Everything about pianist Richard Goode exudes friendliness, courtesy, good humor and patience, yet there is also a curiosity in his vivid eyes, shining out a vitality and youthfulness, belying his age — he turned 68 this past summer.
Photo: Deborah Feingold
I have had the opportunity to hear him perform on numerous occasions, not only at one of his frequent concerts at Carnegie Hall, where he is featured as one of the handful of seasoned performers at Carnegie’s annual ‘keyboard virtuoso’ series, but also in more intimate settings, like the 92nd Street Y. He has always convinced and enthused audiences with his insightful interpretations. The Financial Times called his recording of all five Beethoven concertos performed with the Budapest Festival Orchestra under Ivàn Fisher(released by Nonesuch Records in 2009) a “landmark recording of the Beethoven concertos.”He is a performer who manages to integrate a personal style and special nuance into even the most renowned repertoire.
When I entered his Upper East Side apartment, I was asked to please take off my shoes and am being greeted by his wife, violinist Marcia Weinfeld, and the venerable pianist himself, who has helped to shape New York’s pianistic scene at its best.“My wife teaches her students in the other wing of the apartment,” he says, as he closes the large, heavy doors to his studio, furnished with well stocked bookshelves that house part of the famously huge Goode book collection, recordings and lots of music scores, a cozy couch and of course his grand piano.
Like many Bronx natives of his time, Goode comes from a Jewish, Eastern European family — both grandmothers emigrated with their children from the Ukraine to America right before the war and it was many years before their husbands would be able to follow their families to New York. Goode’s maternal grandmother was Orthodox and quite observant, prompting his mother to rebel and adopt a rather secular, American way of life. Goode describes his father as very musical, even though he was never musically trained.

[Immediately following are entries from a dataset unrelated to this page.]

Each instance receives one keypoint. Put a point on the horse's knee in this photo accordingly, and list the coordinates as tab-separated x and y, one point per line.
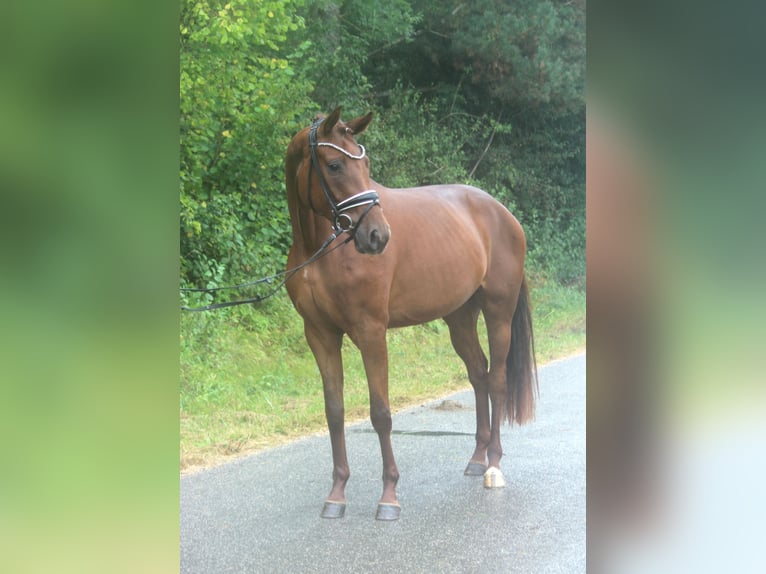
380	416
335	414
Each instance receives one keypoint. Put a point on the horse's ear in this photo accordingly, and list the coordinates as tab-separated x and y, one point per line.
329	122
358	125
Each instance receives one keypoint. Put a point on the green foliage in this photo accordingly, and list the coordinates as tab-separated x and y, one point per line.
241	100
493	97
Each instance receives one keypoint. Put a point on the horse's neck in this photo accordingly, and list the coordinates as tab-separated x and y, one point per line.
309	230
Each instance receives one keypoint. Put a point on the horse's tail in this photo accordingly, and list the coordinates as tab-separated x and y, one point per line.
521	366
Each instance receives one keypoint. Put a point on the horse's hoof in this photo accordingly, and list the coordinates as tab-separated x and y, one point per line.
333	509
475	469
388	511
493	478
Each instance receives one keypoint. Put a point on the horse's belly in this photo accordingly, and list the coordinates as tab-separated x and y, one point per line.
430	298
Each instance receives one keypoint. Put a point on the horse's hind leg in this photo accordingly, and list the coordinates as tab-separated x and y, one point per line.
498	317
465	340
326	346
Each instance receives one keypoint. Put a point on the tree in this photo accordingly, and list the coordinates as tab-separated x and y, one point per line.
241	100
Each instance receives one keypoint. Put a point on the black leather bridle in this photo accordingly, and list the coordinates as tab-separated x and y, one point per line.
341	221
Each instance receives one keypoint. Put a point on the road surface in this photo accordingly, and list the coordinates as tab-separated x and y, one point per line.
260	514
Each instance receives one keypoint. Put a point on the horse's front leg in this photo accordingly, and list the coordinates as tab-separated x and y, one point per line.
372	344
326	344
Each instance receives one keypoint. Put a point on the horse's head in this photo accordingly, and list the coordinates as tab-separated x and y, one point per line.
333	180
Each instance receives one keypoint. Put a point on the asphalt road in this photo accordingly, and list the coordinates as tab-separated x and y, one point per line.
261	513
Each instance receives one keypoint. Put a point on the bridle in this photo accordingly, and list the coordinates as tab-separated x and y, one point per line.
341	221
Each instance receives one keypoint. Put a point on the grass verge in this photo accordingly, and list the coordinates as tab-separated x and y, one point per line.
249	381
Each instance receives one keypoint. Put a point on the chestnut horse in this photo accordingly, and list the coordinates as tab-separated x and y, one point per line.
441	251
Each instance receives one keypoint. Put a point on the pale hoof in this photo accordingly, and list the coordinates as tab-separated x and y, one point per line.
388	511
333	509
475	469
493	478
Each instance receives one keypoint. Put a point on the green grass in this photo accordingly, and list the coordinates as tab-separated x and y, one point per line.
249	381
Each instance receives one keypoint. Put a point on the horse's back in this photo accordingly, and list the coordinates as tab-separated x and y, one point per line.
447	242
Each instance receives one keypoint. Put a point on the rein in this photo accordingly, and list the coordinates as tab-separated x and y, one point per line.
318	254
341	223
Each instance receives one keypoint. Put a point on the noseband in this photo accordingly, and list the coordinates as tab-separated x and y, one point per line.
341	220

Once their talented son started serious piano studies, Goode’s father took up piano tuning, “which is really difficult, I tried it and could not do it,” he adds smiling.
Goode’s first teacher, whose house calls he still remembers, did not meet his father’s expectations. A more suitable pianistic influence, Elvira Szigety, an aunt of the celebrated violinist Josef Szigety continued guiding the six and a half years old boy for the next three years.

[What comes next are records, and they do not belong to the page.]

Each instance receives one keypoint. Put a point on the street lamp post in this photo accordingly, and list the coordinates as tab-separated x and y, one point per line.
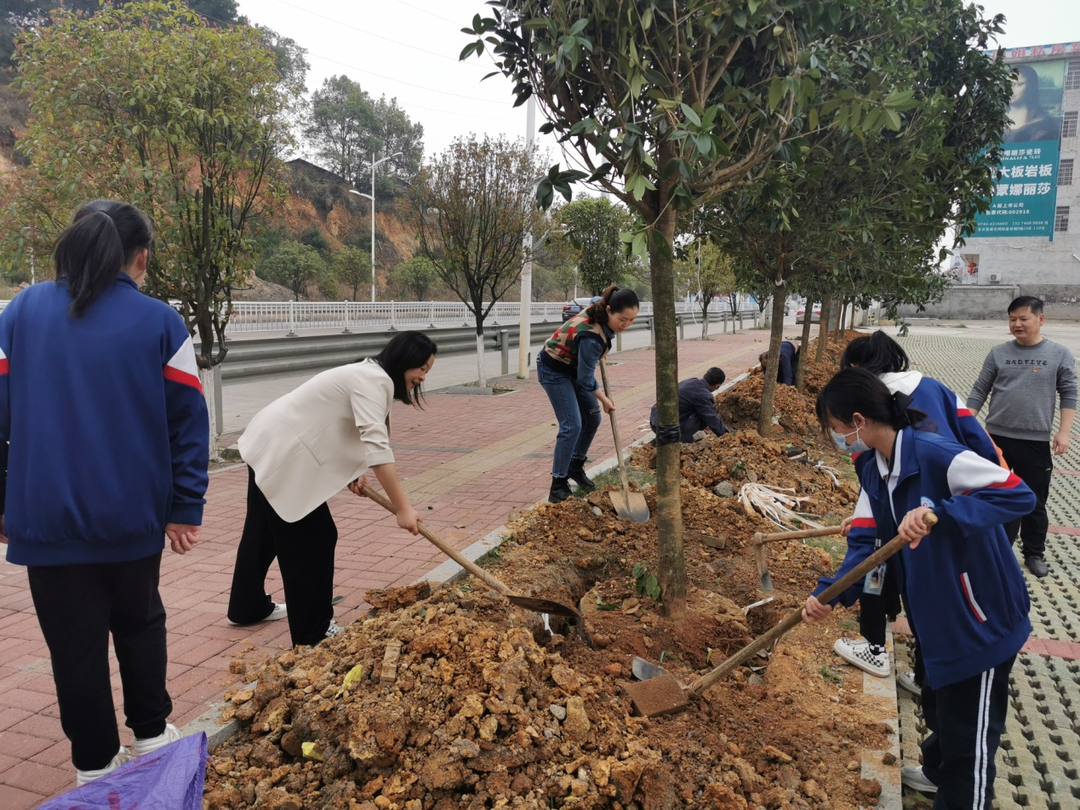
372	198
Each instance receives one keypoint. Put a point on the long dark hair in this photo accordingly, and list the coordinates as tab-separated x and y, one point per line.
617	299
104	238
856	390
406	350
877	353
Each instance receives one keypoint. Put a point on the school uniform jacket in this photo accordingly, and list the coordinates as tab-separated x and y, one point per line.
964	593
107	423
309	444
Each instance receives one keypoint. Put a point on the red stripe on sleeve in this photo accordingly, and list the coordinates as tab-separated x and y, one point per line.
184	378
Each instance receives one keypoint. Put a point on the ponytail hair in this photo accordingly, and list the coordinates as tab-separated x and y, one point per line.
859	391
877	353
104	238
617	299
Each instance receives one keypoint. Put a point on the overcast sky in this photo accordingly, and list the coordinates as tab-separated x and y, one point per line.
408	50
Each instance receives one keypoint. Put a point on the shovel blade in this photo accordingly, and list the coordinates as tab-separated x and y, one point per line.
631	505
543	606
645	670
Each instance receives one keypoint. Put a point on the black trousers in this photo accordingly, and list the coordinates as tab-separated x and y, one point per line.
1034	463
305	552
78	606
966	721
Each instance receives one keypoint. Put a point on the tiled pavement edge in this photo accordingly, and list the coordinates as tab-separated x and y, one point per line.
1039	757
467	461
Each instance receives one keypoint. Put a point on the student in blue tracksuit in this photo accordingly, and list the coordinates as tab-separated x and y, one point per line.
964	593
108	432
948	417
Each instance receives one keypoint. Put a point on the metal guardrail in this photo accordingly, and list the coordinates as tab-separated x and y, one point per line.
295	316
271	355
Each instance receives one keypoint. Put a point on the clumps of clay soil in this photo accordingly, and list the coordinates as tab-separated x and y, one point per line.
455	699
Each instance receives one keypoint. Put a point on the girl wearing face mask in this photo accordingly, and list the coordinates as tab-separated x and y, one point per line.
962	586
945	414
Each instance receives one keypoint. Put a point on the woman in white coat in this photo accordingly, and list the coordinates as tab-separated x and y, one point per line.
300	450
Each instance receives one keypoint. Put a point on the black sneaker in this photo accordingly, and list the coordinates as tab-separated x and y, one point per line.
577	474
559	490
1037	566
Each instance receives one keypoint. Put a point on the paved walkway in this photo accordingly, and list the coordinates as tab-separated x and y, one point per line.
467	462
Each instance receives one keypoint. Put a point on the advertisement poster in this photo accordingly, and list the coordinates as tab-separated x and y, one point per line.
1026	192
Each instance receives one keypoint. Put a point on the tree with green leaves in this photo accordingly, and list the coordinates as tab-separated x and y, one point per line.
351	267
190	136
472	205
593	226
669	106
347	126
294	265
415	278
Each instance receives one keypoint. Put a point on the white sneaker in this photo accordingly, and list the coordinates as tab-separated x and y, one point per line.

Rosalie Leventritt, famous patron of the arts, became most influential in Richard Goode’s early career. The Leventritt Foundation was instrumental in supporting music education all over the country and has been blessed with supporting some of the finest artists.( see the history of Young Audiences at http://www.youngaudiences.org ) Through Leventritt, Goode was introduced to pianist Rudolf Serkin who, on the board of Young Audiences with Leventritt, was willing to listen to the young talented boy play for him at Leventritt’s home.
“Serkin brought me to Claude Frank,” says Goode,”who was a student of Schnabel. I had lessons at Leventritt’s house. Then I began to attend Mannes College, which, at the time was located on the East Side. I was very lucky to have many positive musical influences in my life through my various teachers, such as my theory teacher Carl Schechter at Mannes, and Nadja Reisenberg, who had been Hoffman’s assistant, and later when I went to Curtis, Mieczyslaw Horszowski and of course Serkin, himself. Inevitably your teachers mark you strongly and then you want to get away from them,” Goode muses. Bigger than life remains Rudolf Serkin, with “his intense and dramatic way of playing, his totally giving himself to the composer’s intentions and his particular style… he was a very powerful personality that I admired and at the same time needed to differentiate myself from. I am a very different person.” The other huge artistic influence on Goode – even though transmitted via his recordings, he never met him in person, was Schnabel himself. “If Serkin was the heat, Schnabel was the light”, he says. The Austrian pianist Artur Schnabel was legendary for his intellectual command of Beethoven’s and Schubert’s music, and for his avoidance of any flashy showing off, of a personal bravura technique.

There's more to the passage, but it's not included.